物語(E):夜明け前とシャープペンシル
大橋ちよさん曲
E『Sound Of Widening Love/大橋ちよ』
物語:夜明け前とシャープペンシル
コツコツ、コツコツ。
ノートでシャープペンシルは勉強をしている。
『お送りした曲は、~で、~。でした!』
コツコツ、コツコツ。
受験生というものは、辛いけど、それより半纏があったかい。深夜にFMラジオもかけて。まさに、ザ・受験生って気分。

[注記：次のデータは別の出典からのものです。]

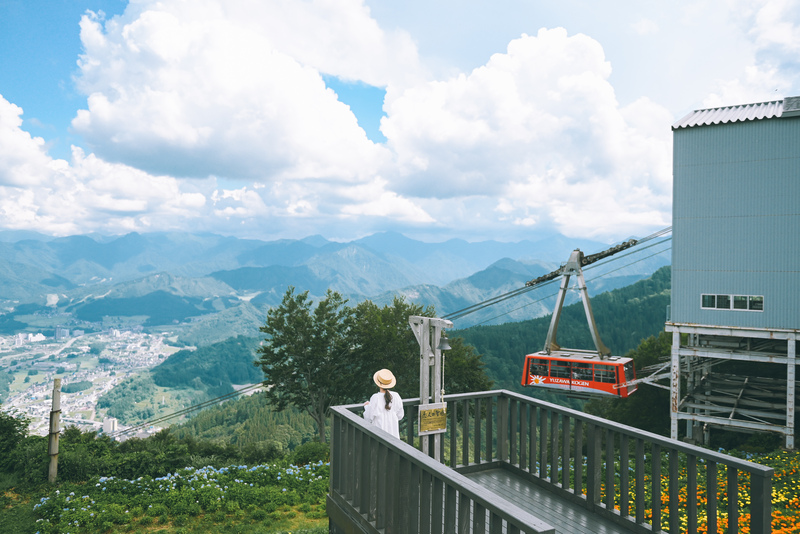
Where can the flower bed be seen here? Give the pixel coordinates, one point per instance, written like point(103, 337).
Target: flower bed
point(261, 493)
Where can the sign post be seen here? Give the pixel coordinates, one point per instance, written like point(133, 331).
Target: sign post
point(432, 409)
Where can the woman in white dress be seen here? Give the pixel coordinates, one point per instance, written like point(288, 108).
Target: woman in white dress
point(385, 408)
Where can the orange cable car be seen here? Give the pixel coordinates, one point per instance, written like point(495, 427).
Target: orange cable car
point(578, 371)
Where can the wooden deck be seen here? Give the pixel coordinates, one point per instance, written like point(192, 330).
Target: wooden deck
point(567, 517)
point(510, 464)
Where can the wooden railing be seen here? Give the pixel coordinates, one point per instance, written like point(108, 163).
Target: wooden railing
point(380, 484)
point(642, 481)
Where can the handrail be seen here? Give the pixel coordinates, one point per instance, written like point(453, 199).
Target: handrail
point(615, 471)
point(687, 448)
point(452, 483)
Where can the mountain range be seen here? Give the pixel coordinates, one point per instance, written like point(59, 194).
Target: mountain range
point(205, 282)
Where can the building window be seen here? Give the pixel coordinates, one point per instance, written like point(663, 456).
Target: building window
point(756, 303)
point(732, 302)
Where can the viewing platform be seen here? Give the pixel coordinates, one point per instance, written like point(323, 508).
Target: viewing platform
point(512, 464)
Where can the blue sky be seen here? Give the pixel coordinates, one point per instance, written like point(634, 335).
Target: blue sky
point(281, 119)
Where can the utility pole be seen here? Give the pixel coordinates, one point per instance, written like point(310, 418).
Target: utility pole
point(55, 426)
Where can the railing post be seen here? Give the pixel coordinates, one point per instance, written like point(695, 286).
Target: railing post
point(593, 464)
point(502, 428)
point(761, 501)
point(476, 457)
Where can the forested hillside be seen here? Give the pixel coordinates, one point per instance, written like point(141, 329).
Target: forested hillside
point(250, 421)
point(624, 318)
point(185, 378)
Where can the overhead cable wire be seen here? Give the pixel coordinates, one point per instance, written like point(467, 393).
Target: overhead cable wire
point(554, 294)
point(516, 292)
point(184, 411)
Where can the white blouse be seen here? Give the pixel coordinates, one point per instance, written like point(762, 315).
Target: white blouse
point(389, 420)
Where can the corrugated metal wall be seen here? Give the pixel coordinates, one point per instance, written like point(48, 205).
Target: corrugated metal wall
point(736, 221)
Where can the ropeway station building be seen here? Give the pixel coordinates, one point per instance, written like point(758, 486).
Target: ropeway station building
point(736, 269)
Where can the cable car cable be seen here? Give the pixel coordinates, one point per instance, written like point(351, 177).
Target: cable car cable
point(554, 294)
point(500, 298)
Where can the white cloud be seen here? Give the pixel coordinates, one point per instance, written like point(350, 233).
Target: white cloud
point(234, 89)
point(773, 28)
point(84, 195)
point(22, 158)
point(645, 26)
point(539, 132)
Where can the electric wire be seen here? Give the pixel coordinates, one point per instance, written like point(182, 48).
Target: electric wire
point(452, 316)
point(519, 291)
point(184, 411)
point(554, 294)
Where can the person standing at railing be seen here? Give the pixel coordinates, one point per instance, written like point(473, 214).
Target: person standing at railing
point(385, 408)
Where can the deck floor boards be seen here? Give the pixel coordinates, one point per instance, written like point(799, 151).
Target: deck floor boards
point(567, 517)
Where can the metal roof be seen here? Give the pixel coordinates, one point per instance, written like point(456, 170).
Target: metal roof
point(789, 106)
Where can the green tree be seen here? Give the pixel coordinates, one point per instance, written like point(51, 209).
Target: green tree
point(384, 339)
point(307, 356)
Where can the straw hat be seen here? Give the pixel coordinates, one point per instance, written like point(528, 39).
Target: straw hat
point(384, 379)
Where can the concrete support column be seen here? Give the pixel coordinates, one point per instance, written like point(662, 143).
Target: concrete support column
point(675, 385)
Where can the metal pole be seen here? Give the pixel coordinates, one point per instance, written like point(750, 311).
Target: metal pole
point(790, 385)
point(55, 425)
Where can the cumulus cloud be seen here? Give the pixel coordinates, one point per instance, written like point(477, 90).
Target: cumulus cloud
point(773, 28)
point(538, 129)
point(234, 89)
point(84, 195)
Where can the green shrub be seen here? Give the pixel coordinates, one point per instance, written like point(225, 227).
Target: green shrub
point(311, 452)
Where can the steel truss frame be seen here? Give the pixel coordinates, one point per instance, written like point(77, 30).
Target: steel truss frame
point(737, 402)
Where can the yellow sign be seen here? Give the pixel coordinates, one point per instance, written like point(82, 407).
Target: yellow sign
point(432, 418)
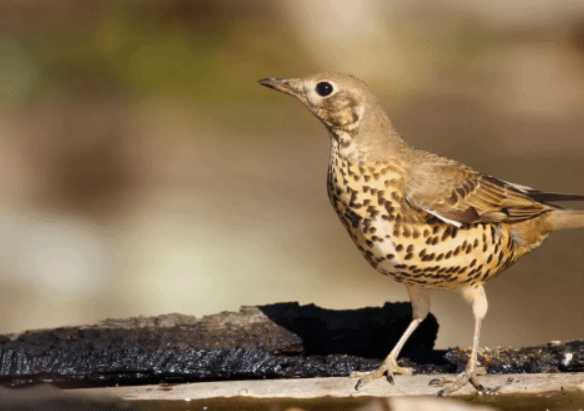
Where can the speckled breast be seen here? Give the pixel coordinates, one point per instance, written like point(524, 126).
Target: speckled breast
point(412, 246)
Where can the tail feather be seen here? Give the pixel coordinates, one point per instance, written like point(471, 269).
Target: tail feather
point(563, 219)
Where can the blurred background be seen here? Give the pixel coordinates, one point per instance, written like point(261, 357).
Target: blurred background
point(143, 171)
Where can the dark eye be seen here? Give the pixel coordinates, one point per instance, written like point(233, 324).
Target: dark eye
point(324, 89)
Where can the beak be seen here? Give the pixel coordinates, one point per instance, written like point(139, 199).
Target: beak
point(280, 84)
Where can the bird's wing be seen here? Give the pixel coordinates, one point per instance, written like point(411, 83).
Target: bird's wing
point(459, 195)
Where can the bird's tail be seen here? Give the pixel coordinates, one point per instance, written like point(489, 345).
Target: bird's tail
point(568, 219)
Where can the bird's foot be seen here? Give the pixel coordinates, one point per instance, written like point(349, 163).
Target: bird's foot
point(454, 384)
point(387, 368)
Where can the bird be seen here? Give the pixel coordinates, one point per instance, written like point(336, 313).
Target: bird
point(429, 222)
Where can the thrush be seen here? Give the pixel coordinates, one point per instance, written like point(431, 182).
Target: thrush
point(429, 222)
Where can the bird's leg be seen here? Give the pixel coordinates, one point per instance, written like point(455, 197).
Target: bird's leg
point(420, 299)
point(477, 297)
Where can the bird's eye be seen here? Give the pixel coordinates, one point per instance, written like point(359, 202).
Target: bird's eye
point(324, 88)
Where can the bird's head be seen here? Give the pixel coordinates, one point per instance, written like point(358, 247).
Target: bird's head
point(345, 105)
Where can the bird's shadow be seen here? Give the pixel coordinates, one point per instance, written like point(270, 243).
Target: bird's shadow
point(368, 332)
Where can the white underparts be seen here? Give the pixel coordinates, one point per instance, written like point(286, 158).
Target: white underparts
point(444, 219)
point(385, 247)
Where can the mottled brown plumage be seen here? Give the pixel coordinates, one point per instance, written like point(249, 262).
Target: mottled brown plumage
point(429, 222)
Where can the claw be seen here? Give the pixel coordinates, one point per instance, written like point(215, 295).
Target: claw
point(387, 368)
point(454, 384)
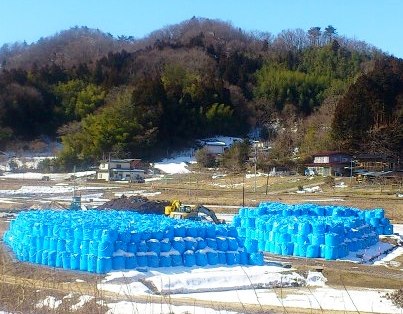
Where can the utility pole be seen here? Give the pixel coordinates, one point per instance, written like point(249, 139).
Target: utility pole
point(254, 189)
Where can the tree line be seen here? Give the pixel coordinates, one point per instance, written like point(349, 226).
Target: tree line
point(303, 90)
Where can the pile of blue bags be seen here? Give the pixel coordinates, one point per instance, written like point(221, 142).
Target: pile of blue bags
point(101, 241)
point(309, 230)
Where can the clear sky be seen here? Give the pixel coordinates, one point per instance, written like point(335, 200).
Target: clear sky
point(378, 22)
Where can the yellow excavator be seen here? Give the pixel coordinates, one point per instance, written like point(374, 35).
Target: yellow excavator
point(178, 211)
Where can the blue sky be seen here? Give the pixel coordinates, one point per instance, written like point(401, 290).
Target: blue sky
point(378, 22)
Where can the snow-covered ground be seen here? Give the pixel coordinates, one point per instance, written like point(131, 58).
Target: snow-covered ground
point(177, 164)
point(258, 285)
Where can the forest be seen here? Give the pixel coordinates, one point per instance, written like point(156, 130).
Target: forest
point(303, 91)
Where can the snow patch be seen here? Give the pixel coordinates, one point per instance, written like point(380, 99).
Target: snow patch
point(315, 279)
point(50, 302)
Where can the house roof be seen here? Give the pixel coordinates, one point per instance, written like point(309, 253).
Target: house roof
point(327, 164)
point(216, 143)
point(122, 160)
point(329, 153)
point(379, 157)
point(126, 170)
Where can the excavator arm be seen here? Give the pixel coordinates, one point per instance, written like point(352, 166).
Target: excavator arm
point(208, 212)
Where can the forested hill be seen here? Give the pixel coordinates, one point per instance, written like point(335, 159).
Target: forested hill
point(198, 78)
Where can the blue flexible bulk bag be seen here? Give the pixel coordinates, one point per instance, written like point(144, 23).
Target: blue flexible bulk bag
point(105, 249)
point(66, 260)
point(256, 258)
point(52, 258)
point(210, 231)
point(331, 252)
point(189, 259)
point(130, 262)
point(176, 258)
point(104, 265)
point(118, 262)
point(212, 257)
point(92, 263)
point(165, 260)
point(313, 251)
point(152, 259)
point(75, 261)
point(93, 247)
point(212, 243)
point(45, 257)
point(153, 246)
point(201, 258)
point(190, 243)
point(178, 244)
point(141, 259)
point(287, 248)
point(142, 246)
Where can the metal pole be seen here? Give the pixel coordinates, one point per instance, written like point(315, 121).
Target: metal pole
point(243, 190)
point(254, 188)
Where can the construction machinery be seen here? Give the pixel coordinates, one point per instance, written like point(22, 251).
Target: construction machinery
point(178, 211)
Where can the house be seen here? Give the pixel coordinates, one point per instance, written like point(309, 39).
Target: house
point(215, 147)
point(330, 163)
point(375, 162)
point(120, 170)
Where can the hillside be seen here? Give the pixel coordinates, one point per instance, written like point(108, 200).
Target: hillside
point(138, 97)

『さて、次のお便りは、ラジオネーム冬の大三角錐さんから。ありがとう! DJ星屑っちさん、こんばんちくわぶ。はい、こんばんちくわぶ。ちくわぶ好きなのかな? 俺も好き。えー、私には好きな人がいます。同じ部活で、だけど遠くて、いつもなんとなくヨソヨソしくしてしまいます。うんうん。あるよねー。どうしたら、仲良くなれますか? いつもありがとうございます。っと、いうことですね。ふーむ。んー。これは~。』
コツ、……。
ノートでシャープペンシルの音が止まった。
私も同じだった。
同じ天文部にいる、彼は。いつも近くにいるような気がするのだけれど、いつも遠くにいるような気がするのは、なぜだったのかな。
とはいえ、私も彼も、受験生。恋、どころでは、ない。進学すれば、離ればなれになってしまうんだろうな……。
彼の隣で見た星空は綺麗だった。だけど宇宙は、あまりにも広すぎて。彼と私は、あまりにも遠すぎた。近づきたいと思えば思うほど、離れていってしまう気がしてならないのは何故だろう。それって宇宙の膨張のせいだろうか。それとも永遠とか無限とかいう宇宙の時空のせいだろうか。この想いも宇宙の時空の深みに沈んでしまうのかな。それで夜が明けたら、あってもなかったことになってしまって……。
『……と、してみるのはどうかな?』
あ、大事なところ聞き逃した。
『そうだね~。んー、じゃ、この曲、かけるよ! 大橋ちよで、Sound Of Widening Love』
『お送りしたのは、大橋ちよで、Sound Of Widening Love。でした!』
……。
カーテンを少しだけ開けると、少しだけ夜空が白んできている。ただ、ひときわ輝く星(おそらく金星だろう)、その星は綺麗に輝いている。
もしかしたらだけど。夜明けには、私たちの未来とかなにかを暗示する、あの星みたいな希望みたいなものとかもあるのかもしれない。そんなような気がしたような……。
……コツコツ、コツコツ。
ノートの上で、シャープペンシルが走り出した。
夜明けはすぐそこ、と信じて。
おわり
以上、【 うたスト 】 歌からストーリー︓歌を聴いて物語を作ろう︕
への、応募作品でした。
どうも、ありがとうございました。